On becoming a cinematic icon of women empowerment when she returned as a muscled warrior (per her request to James), no longer as a waitress-in-distress, in “Judgment Day,” the Maryland native pointed out, “I don’t set out as a teacher when I’m doing a film. I was actually quite shocked to be put in that iconic place after ‘Judgment Day’ because people were so smitten with the way I looked. I was just, no, no, no, Sarah Connor is a woman in hell. You don’t want to be like Sarah Connor.
“I was approaching it as an actress and the character, not like the ass kicker (laughs). But I’m happy that women have been able to take something away. I’ve met enough of them who say, ‘Wow, I started going to the gym because I wanted your arms.’ If I had anything to do with women finding their voice and strength, I will take it.”
Linda is glad to see Mackenzie and Natalia, who play a human/cyborg hybrid and the future mom of a resistance leader (like Sarah Connor), respectively, having prominent roles in “Dark Fate.”
“There have been those women out there for a long time now,” Linda said. “Look at Wonder Woman and just so much going in that direction. But I am particularly happy because these two women, Natalia and Mackenzie, are so worthy of wherever they are catapulted by this film. They are tremendous, hardworking, brilliant actresses and fine women. So that makes me happy.”
As for her own strength—not just the physical kind—Linda commented, “I am flexible. I will never have rigid beliefs because rigidity is what makes us old, have brittleness in our bones. Rigid thinking makes us unhappy in the world. I am set on never becoming rigidified because not being rigid will keep me young and fluid for the rest of my life.”
The mother of two (a daughter with James and a son with Bruce) laughed at the mention of Arnold’s T-800 now passing himself off as Carl, a regular guy with a drapery business.
“It’s a joke that Arnold plays so well,” Linda cited. “He just went on and on with it and improvised this stuff in the van where he’s talking about the proper drapes and the colors. He embraced it and just made it a joy for the rest of us. I myself thought it was pretty adorable.”
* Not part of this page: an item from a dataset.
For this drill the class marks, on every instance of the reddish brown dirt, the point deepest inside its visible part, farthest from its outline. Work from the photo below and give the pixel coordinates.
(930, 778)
On fleeing her Hollywood life in 2012, after TV gigs, including “Chuck,” Linda said, “I did have a farm first (in Virginia) before New Orleans. But I just have enough of a property for a little courtyard (in New Orleans). I put a pool in because it’s bloody hot there all the time. My life is lovely. I walk my big dog and the little one (Noodle) sometimes, but she’s getting older. I speak to every single person I see because that’s what we do in New Orleans. It’s so lovely to be part of a community like that.
“I bike, hike and walk. It’s a very quiet life. I’m not about the Mardi Gras parade. I’m not about the food there. I really shouldn’t be in New Orleans by everyone else’s account, but my life there is rich and full.”
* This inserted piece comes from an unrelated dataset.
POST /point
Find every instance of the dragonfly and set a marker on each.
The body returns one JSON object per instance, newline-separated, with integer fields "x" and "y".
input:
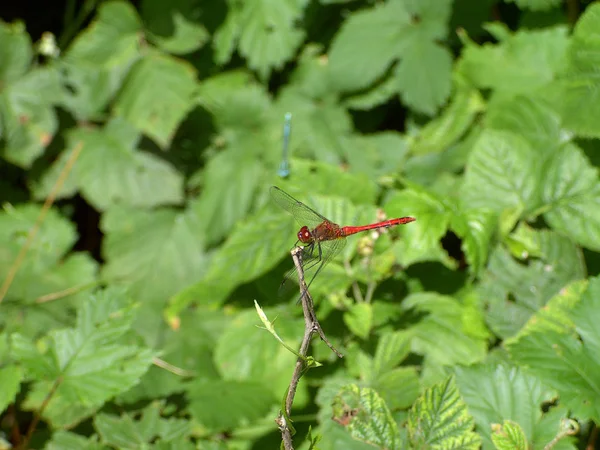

While “Dark Fate” is primarily pop entertainment, it manages to somehow spotlight the US Border Patrol detention facilities that have become controversial because migrants, including children, are kept in cages and in reportedly inhumane conditions.
Linda explained, “There was no bubble on this film. When we shot those ICE detention center scenes in the cages, Tim cried when he made the speech to people because he didn’t want them to feel that we were exploiting something without a true awareness of what we were doing—people in cages.
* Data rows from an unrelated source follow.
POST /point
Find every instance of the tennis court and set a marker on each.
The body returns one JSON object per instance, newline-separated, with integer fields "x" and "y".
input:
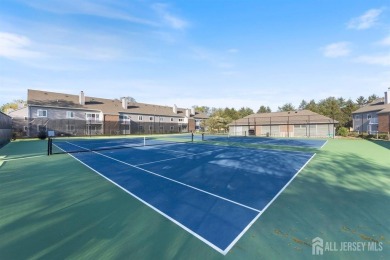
{"x": 117, "y": 199}
{"x": 213, "y": 192}
{"x": 293, "y": 142}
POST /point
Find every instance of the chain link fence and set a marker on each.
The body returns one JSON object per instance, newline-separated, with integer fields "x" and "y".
{"x": 284, "y": 126}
“Tim is so sensitive like that. It’s very moving to work with Tim just because he does hold that awareness and made sure that we all held the same awareness. So, I don’t think we changed the world by doing it, but we did do it with a sense of awareness and inner horror about the way that those detention centers are run.”
In these troubled Donald Trump times, Linda lamented “the rigid people who all think they’re right about everything. It’s just celebrating the differences and if we could just do that. It’s language. It’s just everybody in this day of opinions. They get to be furious about what something else that was said by someone else. I think we’re going in the wrong direction in this country. But we’ll get it worked out.”
Now that she has done a film again, Linda describes the roles she’d like to tackle. “I like playing all kinds of women. I don’t want to just do action, although I love action. That’s pigeonholing. That’s what happened after the second one (‘Judgment Day’). I just got offered police officers, military women and lesbians because Sarah Connor is so tough.
“I could probably play a countess in the 1920s. But it doesn’t always work that way in Hollywood or the world. But I would love to do comedy.”
“No, which is fine, too, because I like my life,” Linda answered if she has a next project lined up. “And we’ll still be on this road (media tour). We’ve had to do so many special visual effects, voice-over and promo, so this is the end of a three-year run for me. I want to take a vacation. Then, I’m going back to work.”
On whether the future is female, Linda commented, “I think there’s something about the Y chromosome sort of disappearing, isn’t it, in this world, that we’ll be a world of women someday. The women in this (film) world are the life givers and I think there is something to that. Maybe we’re the ones who will sustain this world when all the bad has been done to it. We’ll see.”